Apple’s new iMovie Pro. (aka Final Cut Pro X)

Say goodbye to the Pro Apps as you know them. The writing has been on the wall for several years, yet many Final Cut Pro and Final Cut Studio users continue to cling to the hope that Apple will make a major leap with Final Cut Pro and bring it into 64-bit computing, and finally address the numerous issues that have been on wish lists, sometimes for an entire decade.

Well, Apple demoed iMovie Pro at the FCP SuperMeet this past Tuesday April 12th and made absolutely no qualms about visually signifying the end of the Pro apps as we know them. There was no talk of Color. Soundtrack, Motion, Compressor, DVD Studio Pro, Blu-ray authoring, 3D authoring, feature film features, etc. No the focus was solely on Apple iMovie Pro.

How did we get to this sorry state? Well, I think there was a conversation in January that sort of went like this:

Steve: Did you see Avid’s latest software? And the CS5 thing is killing us. Ugh!
Get Randy on the phone.

Randy: Wassup Stevie baby.

Steve: Stop acting like a kid. We need something to keep our Pro Apps users on board & buying hardware. It’ll take too long for QuickTime X and Lion to enable the infrastructure for a new & power Final Cut Studio. What do you have?

Randy: Well, consumers love the new iMovie!
Well, they did after we put back many of the features I threw away when I redid it.
But they love it now! It’s the only version of iMovie they buy any more!

Steve: Randy, it’s the only version of iMovie we offer any more.

Randy: Oh, yea, righto, Stevo.

Steve: Stop it Randy.
I really need a rabbit out of a hat here.

Randy: What if I dress up iMovie with some cool higher end features I’ve been thinking of and we call it iMovie Pro?

Steve: What? That’s inane. Nobody’d buy into that bullshit.

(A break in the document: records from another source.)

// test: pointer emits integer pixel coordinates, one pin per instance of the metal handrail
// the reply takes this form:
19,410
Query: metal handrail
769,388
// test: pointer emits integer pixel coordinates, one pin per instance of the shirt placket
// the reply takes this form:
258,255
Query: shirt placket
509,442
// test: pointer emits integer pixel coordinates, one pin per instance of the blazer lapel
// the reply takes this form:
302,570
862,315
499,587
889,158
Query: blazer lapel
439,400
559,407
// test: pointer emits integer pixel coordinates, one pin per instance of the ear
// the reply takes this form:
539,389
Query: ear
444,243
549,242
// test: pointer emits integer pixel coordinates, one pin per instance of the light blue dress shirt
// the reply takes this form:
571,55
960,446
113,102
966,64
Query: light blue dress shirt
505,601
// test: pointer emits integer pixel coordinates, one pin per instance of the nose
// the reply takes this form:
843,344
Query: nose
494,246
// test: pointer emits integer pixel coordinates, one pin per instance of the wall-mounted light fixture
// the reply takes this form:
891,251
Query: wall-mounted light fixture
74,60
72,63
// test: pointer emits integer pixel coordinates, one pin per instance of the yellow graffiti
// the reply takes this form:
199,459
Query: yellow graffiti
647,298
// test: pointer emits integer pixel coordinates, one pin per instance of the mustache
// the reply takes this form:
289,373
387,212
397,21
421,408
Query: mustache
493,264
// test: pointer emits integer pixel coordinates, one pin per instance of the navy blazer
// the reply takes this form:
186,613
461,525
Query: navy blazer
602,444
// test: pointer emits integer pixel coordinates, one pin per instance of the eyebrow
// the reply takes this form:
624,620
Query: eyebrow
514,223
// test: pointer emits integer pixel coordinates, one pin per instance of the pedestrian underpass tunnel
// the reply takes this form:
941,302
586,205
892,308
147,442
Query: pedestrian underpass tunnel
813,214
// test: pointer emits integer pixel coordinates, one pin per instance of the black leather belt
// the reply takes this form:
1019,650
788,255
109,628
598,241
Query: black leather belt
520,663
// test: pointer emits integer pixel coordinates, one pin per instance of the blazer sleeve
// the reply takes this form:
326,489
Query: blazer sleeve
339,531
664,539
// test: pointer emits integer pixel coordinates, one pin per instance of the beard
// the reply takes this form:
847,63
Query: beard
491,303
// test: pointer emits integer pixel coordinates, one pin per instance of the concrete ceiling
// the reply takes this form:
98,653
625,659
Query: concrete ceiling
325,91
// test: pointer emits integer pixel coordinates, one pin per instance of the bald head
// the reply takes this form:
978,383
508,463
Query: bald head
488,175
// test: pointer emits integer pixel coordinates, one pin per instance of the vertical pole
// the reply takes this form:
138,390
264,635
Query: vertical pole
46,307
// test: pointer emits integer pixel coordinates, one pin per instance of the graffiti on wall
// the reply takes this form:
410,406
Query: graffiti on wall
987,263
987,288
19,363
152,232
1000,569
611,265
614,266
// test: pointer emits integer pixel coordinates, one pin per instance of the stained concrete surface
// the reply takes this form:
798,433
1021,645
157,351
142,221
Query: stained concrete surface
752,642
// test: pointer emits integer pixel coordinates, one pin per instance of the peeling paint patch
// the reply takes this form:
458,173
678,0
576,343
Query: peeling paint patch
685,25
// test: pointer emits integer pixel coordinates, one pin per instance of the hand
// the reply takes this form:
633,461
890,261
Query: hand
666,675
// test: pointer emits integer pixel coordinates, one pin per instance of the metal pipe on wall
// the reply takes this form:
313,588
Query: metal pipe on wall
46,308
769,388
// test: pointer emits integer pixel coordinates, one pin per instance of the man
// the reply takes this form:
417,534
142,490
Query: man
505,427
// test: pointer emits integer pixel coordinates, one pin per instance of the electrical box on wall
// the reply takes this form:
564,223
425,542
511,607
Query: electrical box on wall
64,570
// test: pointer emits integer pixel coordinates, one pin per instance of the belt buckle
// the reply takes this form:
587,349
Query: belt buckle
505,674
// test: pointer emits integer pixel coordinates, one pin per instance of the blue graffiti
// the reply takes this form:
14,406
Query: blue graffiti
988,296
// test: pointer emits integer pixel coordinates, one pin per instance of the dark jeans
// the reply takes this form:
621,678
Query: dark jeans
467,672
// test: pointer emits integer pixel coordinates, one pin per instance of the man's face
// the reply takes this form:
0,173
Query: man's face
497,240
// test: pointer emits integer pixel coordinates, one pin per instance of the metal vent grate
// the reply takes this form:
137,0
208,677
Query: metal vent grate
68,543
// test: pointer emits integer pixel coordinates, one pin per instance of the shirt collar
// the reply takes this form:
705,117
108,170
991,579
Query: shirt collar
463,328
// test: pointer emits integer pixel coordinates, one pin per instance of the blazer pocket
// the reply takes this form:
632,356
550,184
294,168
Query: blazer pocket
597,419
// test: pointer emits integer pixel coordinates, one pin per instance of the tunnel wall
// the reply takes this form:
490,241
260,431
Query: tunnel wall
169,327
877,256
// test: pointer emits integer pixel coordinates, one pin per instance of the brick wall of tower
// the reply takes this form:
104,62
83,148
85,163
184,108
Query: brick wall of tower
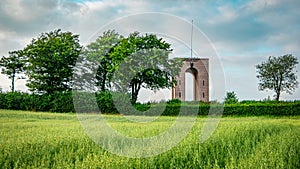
201,71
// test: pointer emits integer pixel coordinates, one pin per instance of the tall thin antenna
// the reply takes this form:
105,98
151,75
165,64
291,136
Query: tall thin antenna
192,39
191,63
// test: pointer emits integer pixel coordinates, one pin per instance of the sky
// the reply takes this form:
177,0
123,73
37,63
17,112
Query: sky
242,33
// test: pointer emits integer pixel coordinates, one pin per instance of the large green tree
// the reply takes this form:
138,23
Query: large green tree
278,74
51,60
12,65
143,61
99,52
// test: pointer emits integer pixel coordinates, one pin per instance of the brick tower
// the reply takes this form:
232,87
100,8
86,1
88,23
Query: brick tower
200,70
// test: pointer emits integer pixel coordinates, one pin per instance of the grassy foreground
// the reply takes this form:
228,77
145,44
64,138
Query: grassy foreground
48,140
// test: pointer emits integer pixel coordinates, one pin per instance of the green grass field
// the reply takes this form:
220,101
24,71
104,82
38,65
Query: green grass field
48,140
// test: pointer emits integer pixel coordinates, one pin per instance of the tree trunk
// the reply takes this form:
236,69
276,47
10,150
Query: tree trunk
13,83
135,88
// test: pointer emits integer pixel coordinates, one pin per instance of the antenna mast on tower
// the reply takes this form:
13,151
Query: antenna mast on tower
191,62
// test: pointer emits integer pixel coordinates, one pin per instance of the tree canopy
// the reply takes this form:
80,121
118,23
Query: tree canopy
143,61
230,98
99,52
51,59
278,74
12,65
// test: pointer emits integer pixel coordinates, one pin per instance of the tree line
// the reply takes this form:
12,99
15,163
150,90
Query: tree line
126,64
49,63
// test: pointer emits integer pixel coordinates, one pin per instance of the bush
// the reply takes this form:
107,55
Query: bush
63,102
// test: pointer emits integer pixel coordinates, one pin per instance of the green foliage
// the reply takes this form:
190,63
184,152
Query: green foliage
142,61
231,98
51,58
278,74
12,65
47,140
99,52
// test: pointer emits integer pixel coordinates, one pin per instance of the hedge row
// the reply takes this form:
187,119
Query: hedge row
106,101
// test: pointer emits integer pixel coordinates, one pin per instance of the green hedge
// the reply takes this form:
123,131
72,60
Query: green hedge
106,101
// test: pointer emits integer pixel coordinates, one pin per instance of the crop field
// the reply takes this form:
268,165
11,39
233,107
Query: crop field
57,140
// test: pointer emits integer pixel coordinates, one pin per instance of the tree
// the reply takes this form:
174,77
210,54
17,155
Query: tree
278,74
99,52
12,65
142,61
51,60
231,98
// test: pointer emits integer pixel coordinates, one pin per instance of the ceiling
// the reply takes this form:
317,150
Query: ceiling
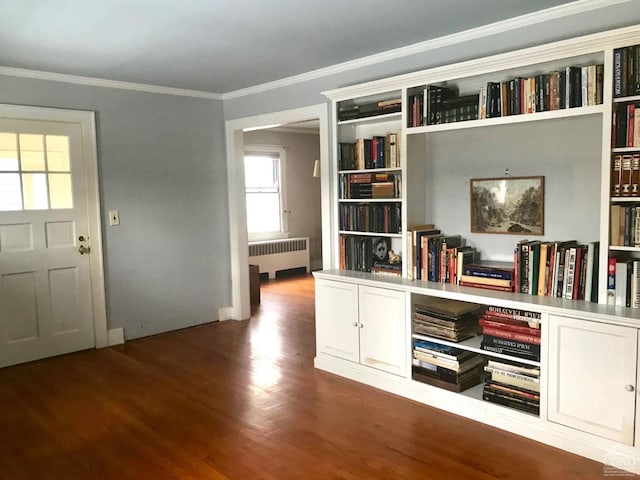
220,46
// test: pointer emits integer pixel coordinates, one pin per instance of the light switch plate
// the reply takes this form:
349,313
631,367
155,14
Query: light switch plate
114,217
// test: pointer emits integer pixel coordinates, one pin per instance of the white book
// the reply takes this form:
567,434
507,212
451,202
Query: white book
621,284
569,273
588,280
585,85
635,284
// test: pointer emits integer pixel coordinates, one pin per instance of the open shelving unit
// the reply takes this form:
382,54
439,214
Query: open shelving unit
587,402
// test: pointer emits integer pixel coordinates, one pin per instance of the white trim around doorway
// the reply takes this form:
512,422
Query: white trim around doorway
240,308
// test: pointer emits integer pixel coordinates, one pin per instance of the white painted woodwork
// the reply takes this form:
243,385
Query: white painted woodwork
589,371
592,377
383,340
338,332
45,284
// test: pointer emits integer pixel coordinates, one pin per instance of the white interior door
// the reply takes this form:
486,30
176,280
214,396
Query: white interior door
45,276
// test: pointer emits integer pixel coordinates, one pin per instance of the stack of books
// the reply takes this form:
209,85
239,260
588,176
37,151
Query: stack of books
445,366
511,332
563,269
449,319
491,275
513,385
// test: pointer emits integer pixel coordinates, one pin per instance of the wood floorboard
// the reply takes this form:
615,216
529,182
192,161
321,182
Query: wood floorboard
241,400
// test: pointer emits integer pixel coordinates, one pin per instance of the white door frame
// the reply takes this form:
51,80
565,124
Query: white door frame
240,308
86,120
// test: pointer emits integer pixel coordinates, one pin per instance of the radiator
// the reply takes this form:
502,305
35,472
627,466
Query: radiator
275,255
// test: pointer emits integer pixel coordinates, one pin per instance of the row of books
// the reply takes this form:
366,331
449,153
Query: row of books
507,382
626,71
452,320
511,332
625,226
625,128
351,111
364,153
368,254
625,175
369,185
437,104
513,385
492,275
559,89
435,257
568,87
623,282
373,217
564,269
445,366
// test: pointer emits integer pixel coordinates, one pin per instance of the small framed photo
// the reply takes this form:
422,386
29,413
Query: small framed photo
507,205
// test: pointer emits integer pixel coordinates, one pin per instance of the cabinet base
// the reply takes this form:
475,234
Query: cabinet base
599,449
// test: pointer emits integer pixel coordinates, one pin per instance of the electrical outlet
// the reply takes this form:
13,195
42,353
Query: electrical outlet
114,217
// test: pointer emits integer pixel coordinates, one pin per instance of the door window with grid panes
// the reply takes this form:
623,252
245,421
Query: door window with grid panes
35,172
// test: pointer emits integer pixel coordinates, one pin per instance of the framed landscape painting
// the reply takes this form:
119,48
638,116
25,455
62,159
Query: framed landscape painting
507,205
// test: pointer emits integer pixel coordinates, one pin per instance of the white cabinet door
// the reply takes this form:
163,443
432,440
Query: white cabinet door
592,377
383,339
337,319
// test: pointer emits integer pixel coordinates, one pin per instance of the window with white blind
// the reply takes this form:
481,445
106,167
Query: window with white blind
264,183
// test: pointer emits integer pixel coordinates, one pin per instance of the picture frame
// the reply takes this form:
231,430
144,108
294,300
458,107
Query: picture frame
507,205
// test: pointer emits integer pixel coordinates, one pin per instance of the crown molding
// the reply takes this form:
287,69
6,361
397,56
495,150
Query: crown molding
553,13
99,82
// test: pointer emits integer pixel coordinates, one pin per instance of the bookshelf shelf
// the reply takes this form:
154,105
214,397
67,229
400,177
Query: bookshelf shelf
625,149
473,345
633,98
511,119
625,199
618,248
369,200
371,170
372,119
370,234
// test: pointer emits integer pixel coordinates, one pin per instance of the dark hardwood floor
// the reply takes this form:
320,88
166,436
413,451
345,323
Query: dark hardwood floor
241,400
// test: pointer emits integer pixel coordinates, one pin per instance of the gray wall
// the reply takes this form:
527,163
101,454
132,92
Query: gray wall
310,92
303,190
162,164
571,184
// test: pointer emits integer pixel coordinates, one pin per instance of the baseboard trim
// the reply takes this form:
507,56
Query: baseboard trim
115,336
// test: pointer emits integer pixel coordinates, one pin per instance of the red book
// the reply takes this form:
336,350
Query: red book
520,337
489,287
611,281
631,113
497,323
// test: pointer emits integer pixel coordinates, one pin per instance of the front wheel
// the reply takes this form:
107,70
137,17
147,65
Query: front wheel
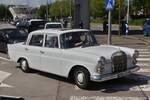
24,66
82,77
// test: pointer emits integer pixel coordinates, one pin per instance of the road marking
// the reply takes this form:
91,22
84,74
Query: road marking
144,64
144,88
4,75
145,52
143,70
5,59
144,55
143,59
106,98
142,49
76,87
5,85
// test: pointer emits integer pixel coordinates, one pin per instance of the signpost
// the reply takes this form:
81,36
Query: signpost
109,7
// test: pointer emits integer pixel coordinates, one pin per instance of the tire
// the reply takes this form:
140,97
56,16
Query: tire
82,77
24,66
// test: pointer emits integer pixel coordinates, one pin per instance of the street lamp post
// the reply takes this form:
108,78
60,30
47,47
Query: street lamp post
47,10
128,10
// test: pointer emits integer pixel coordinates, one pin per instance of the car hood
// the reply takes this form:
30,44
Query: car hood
98,51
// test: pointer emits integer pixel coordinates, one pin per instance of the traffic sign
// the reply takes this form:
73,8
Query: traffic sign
109,5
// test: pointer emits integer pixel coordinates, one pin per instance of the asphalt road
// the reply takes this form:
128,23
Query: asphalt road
43,86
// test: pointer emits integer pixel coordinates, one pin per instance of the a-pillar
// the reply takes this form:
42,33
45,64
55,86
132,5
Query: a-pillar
81,13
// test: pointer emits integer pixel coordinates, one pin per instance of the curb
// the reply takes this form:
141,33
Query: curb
131,37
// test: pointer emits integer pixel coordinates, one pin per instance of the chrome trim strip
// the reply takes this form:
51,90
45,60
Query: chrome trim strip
99,78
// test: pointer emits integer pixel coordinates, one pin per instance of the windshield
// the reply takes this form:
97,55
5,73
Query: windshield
48,26
15,33
77,39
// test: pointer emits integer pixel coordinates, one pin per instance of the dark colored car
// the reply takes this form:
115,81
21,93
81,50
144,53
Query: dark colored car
11,36
35,24
146,28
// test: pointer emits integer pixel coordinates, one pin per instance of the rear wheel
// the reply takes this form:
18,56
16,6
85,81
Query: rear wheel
24,65
82,77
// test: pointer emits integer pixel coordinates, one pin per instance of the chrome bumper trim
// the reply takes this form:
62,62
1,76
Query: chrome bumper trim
100,78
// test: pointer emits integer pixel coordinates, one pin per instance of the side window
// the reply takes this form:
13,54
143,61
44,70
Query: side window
36,40
51,41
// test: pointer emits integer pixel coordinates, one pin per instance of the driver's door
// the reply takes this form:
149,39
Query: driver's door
51,55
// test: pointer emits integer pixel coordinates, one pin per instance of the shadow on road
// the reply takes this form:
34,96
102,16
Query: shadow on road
111,86
115,32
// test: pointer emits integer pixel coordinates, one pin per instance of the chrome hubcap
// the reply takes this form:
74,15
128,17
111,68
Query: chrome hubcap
80,78
23,65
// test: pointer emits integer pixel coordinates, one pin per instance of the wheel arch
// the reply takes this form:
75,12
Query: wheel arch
19,59
71,71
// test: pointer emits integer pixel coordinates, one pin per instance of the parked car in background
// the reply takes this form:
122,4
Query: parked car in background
74,54
11,36
54,25
35,24
22,25
146,28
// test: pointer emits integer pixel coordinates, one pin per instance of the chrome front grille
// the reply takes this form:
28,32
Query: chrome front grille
119,62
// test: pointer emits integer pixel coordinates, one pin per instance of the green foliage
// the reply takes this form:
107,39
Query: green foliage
59,9
4,12
97,8
139,5
41,13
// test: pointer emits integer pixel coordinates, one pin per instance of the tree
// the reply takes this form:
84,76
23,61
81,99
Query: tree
41,13
4,12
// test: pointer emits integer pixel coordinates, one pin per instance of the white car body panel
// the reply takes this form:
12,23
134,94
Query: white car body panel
61,61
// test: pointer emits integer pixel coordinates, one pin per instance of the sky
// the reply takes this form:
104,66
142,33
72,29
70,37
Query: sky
33,3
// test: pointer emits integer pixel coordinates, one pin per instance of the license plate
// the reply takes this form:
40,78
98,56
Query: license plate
123,74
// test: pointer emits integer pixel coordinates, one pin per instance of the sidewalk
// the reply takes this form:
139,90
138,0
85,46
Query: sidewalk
122,40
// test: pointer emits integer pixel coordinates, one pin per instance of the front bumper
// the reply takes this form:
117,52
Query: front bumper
100,78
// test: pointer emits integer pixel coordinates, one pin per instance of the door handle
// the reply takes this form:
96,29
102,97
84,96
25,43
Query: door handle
26,49
42,52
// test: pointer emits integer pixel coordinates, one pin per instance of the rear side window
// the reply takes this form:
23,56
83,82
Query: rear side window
36,40
148,23
51,41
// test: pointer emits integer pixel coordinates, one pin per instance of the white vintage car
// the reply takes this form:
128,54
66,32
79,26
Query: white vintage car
75,54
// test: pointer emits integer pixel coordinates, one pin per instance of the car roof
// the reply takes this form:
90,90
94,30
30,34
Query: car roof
54,23
35,20
7,26
57,32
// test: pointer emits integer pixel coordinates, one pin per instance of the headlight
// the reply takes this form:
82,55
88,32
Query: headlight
101,65
135,56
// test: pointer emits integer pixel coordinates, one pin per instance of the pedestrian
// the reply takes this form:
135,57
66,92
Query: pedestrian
105,26
81,24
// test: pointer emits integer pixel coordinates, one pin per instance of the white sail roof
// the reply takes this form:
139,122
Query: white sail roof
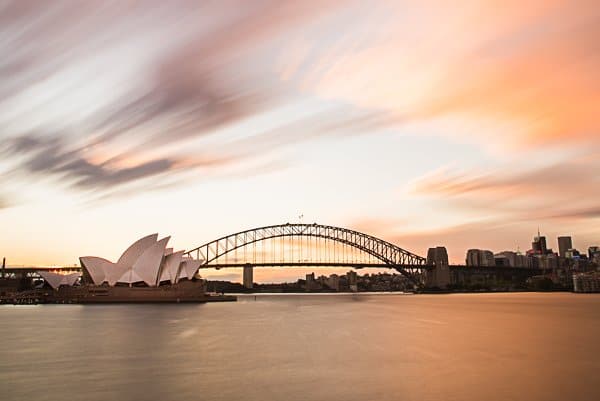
148,264
146,260
170,267
135,250
96,268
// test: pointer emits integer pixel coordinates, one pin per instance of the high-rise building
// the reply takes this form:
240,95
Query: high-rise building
352,278
539,244
592,251
564,244
248,276
480,257
437,256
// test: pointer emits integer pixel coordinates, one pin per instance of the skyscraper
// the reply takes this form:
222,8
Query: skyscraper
564,244
538,246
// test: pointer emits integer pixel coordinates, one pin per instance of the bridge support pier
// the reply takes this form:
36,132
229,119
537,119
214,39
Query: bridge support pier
248,279
438,277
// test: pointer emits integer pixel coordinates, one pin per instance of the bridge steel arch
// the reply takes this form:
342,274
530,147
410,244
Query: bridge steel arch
405,262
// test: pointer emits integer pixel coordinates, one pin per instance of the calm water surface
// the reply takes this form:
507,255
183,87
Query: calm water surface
343,347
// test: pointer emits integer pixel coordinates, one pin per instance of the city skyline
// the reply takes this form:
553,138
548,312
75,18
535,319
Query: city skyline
204,120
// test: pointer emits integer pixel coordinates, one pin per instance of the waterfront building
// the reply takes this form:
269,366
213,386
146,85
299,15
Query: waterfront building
586,282
333,282
539,244
593,251
564,244
248,276
55,280
437,256
310,282
480,257
146,262
352,280
572,254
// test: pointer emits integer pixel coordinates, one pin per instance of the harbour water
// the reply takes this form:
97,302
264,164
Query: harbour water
520,346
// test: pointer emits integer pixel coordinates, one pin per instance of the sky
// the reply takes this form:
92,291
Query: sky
465,124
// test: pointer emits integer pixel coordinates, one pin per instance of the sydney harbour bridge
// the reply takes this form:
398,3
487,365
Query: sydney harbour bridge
305,245
322,246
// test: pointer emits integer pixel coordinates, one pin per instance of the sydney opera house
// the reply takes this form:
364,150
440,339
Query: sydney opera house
147,262
147,271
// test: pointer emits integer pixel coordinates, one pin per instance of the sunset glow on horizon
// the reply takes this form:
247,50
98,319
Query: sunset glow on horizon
423,123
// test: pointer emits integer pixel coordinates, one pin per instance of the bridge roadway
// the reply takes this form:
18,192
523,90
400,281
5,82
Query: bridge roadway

Randy: No, really! If we present it just the right way, and I make sure it has a few of the most asked for features that people have been begging for in FCP for a decade… they’ll gobble it up!

Steve: Oh yea, the “reality distortion field thing?”

Randy: Exactimundo!

Steve: Okay, I’ll bite, what do you propose?

Randy: Okay, I’ve always wanted to have the software, like, autodetect things- like faces, people, etc. Like the iPhoto thing. And we can have the clips slide around in the timeline like it did with iMovie 1 back in 1999.

Steve: That’s going back a ways there, Randy.

Randy: …oh, and I know people hate waiting for rendering, that’s why Premiere is so cool with that whole GPU thing. That ROCKS! The way you can just stack up HD clips an—

Steve: RANDY!

Randy: Oh, yea, sorry. Anyway, I could also grab background rendering from iMovie 1. FCP users will just gobble that UP! We’ll talk about 64-bit and all that, but we can fudge what doesn’t really work in software.

Steve: No render bars?

Randy: Nope.

Steve: Can I manually dedicate CPU processing to interface and background tasks so the interface doesn’t slow…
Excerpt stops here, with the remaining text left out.